Beitrag vom 08.01.2011

Ubuntu, SOS Kinderdorf

Müssen Hungersnöte sein?

Warum gibt es Armut in Afrika?

Man darf nicht ausblenden, dass einheimische Politikerkasten sich am Vermögen ihrer
eigenen Länder bereichern. Ihr einziges Ziel scheint Organisation und Erhalt von
Macht zu sein. Einkommensungleichheiten hängen stark davon ab, was Regierungen
tun oder getan haben, um auf ein höheres Wirtschaftswachstum zu kommen. In einem
guten Investitionsklima mit leistungsfreundlichen Steuersystemen und einem
funktionierenden Rechtswesen entwickeln sich Länder schneller, andere nicht. Nobelpreisträger Amartya Sen hat darüber hinaus nachgewiesen, dass in Demokratien Hungerkatastrophen kaum noch entstehen.

Weniger Fatalismus

Die afrikanischen Machthaber müssen sich den Fatalismus abgewöhnen, ihr Schicksal
auf Gott oder das Wetter zu schieben und stattdessen die Verhältnisse durch eigene
Anstrengung ändern. So sind die Somalier wohl das einzige Küstenvolk, das keinen
Fisch mag. Dabei könnte der reichlich vorhandene Fisch, der von den Nomaden kulturell
nicht akzeptiert wird, die größten Ernährungsprobleme der hungernden Bevölkerung
lösen. In Ghana ist es dank des Anbaus ertragreicher Manioksorten in den
letzten 30 Jahren gelungen, die Unterernährung rascher zu verringern als in jedem
anderen afrikanischen Land! Das stärkehaltige Wurzelgemüse ist wenig anspruchsvoll
und kann über das ganze Jahr geerntet werden. Die Pflanze toleriert auch karge Böden
und übersteht längere Trockenperioden. Nicht Ereignisse wie Dürre, Missernten
oder Überschwemmungen sind die Hauptursachen für den Hunger, sondern Entwicklungen,
die voraussehbar sind - wie das rasante Bevölkerungswachstum, das von
den Regierungen ignoriert wird. Beispielsweise hatte Tansania 1961 noch 8 Millionen
Einwohner, jetzt sind es 45 Millionen und 2030 werden es 80 Millionen sein.

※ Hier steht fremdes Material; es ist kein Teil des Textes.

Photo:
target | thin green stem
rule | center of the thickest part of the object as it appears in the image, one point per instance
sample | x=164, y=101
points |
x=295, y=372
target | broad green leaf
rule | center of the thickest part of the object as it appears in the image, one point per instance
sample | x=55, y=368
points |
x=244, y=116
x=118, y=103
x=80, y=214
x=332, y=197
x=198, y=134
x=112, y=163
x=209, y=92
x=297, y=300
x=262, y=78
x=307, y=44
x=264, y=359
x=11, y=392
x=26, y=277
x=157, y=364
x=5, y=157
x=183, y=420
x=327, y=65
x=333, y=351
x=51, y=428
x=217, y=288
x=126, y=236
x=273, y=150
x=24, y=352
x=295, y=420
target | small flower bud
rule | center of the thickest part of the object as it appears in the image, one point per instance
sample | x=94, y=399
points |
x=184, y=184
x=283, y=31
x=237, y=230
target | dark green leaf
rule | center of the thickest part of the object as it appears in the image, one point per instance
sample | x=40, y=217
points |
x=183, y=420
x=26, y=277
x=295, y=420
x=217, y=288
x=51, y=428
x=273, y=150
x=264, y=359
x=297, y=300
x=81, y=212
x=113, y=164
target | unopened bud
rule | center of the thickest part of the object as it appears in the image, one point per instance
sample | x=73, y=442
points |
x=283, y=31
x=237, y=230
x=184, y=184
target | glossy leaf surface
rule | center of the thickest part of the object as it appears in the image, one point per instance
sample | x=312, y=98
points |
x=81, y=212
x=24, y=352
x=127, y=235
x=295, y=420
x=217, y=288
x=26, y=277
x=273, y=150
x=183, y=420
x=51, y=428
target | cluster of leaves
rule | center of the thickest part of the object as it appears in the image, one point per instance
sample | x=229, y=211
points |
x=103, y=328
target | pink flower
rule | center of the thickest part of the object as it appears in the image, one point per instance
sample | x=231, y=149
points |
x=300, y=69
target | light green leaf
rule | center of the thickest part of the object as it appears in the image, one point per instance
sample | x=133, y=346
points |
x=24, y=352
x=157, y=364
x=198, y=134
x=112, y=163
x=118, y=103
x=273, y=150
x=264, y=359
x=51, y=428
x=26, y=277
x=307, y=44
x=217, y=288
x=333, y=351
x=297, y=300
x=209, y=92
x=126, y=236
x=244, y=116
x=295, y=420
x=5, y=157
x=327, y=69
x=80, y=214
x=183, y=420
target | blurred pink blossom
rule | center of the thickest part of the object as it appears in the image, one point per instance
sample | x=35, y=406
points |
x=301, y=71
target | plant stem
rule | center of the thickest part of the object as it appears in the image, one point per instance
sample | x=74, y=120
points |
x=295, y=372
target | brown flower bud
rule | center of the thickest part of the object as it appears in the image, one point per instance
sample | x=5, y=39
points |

Es ist
absehbar, dass die Länder ohne Familienplanung ihre Bevölkerung nicht mehr
ernähren werden können.

30 Prozent der Nahrungsmittel verrotten

Weitere Ansatzpunkte: Es fehlt an Krediten für Landwirte, an Regenwasser-Speichern,
Trocken- und Reinigungsmaschinen und Fachwissen zur Züchtung resistenter Getreidesorten. Durch verbesserte Anbaumethoden könnten die Erträge leicht verdoppelt
werden. Auch die Infrastruktur müsste ausgebaut werden. Dadurch, dass Straßen
nicht ganzjährig befahrbar sind und die Lagerung sowie der Vertrieb nicht optimal
funktionieren, verrotten aktuell dreißig Prozent des Getreides, Obstes und Gemüses
auf dem Weg vom Acker zur Ladentheke. Zwar arbeiten achtzig Prozent der Bevölkerung
in der Landwirtschaft und Viehzucht, aber die Ernährung der eigenen Familie steht
dabei im Mittelpunkt. Der Bedarf des Kontinents an Nahrungsmitteln kann so nicht
gedeckt werden. 30 Mio.Tonnen Lebensmittel müssen jedes Jahr eingeführt werden.

Wirkungslose UN-Politik

Regelmäßig finden Ernährungsgipfel statt. Auf diesen fordert Jacques Diouf, Generaldirektor
der Welternährungsorganisation der UN, weitere Milliarden für das Armenhaus
Afrika. Die Organisation gilt als schwerfällig und bürokratisch und hat trotz hohem
Budget noch keine wirkungsvollen Änderungen hervorgebracht. In der Vergangenheit
haben die UN-Gremien Welternährungsorganisation (FAO), das Welternährungsprogramm
(WFP) und der International Fund for Agricultural Development (IFAD) ihre Arbeit
unzureichend koordiniert. Sie scheinen sich nicht zu ergänzen, sondern miteinander
zu konkurrieren.

Krise als Chance

Die Krise in Ostafrika, die wir derzeit erleben, ist nicht gänzlich negativ, wenn sie
dazu führt, dass künftig langfristig in die Landwirtschaft investiert wird und so die
Armut konkret und dauerhaft bekämpft wird. Solche und andere Maßnahmen könnten
die Hungersnöte verhindern, wie am Beispiel Malawi zu sehen ist. Das Land hat
sein Hungerproblem gelöst. Statt die von den internationalen Ökonomen empfohlene
Privatisierung einzuführen, hat Malawi seit 2005 Saatgut und Düngemittel subventioniert,
die Ausbildung der Bauern und den Ausbau der Infrastruktur gefördert. Heute
exportiert das Land Nahrungsmittel in die Nachbarländer.
Deutschland muss seine Unterstützung künftig mit nachvollziehbaren Zwischenschritten
verknüpfen. Wenn die Zielvorgaben nicht erfüllt werden, muss das spürbare
Konsequenzen haben, notfalls den Ausstieg aus der Hilfe. Wenn wir in so einem
Fall nicht handeln, bestätigen wir die zynischen Machteliten, die behaupten: "Nicht
wir, sondern ihr habt ein Problem. Eure Entwicklungshelfer wollen sich nie wieder
entbehrlich machen".

Wir müssen uns Afrika ungezwungener nähern und den Afrikanern zutrauen,
dass sie ihre Schwierigkeiten selbst lösen können.

Volker Seitz
war als deutscher Botschafter in verschiedenen afrikanischen Ländern tätig. Zuletzt erschienen: "Afrika wird armregiert"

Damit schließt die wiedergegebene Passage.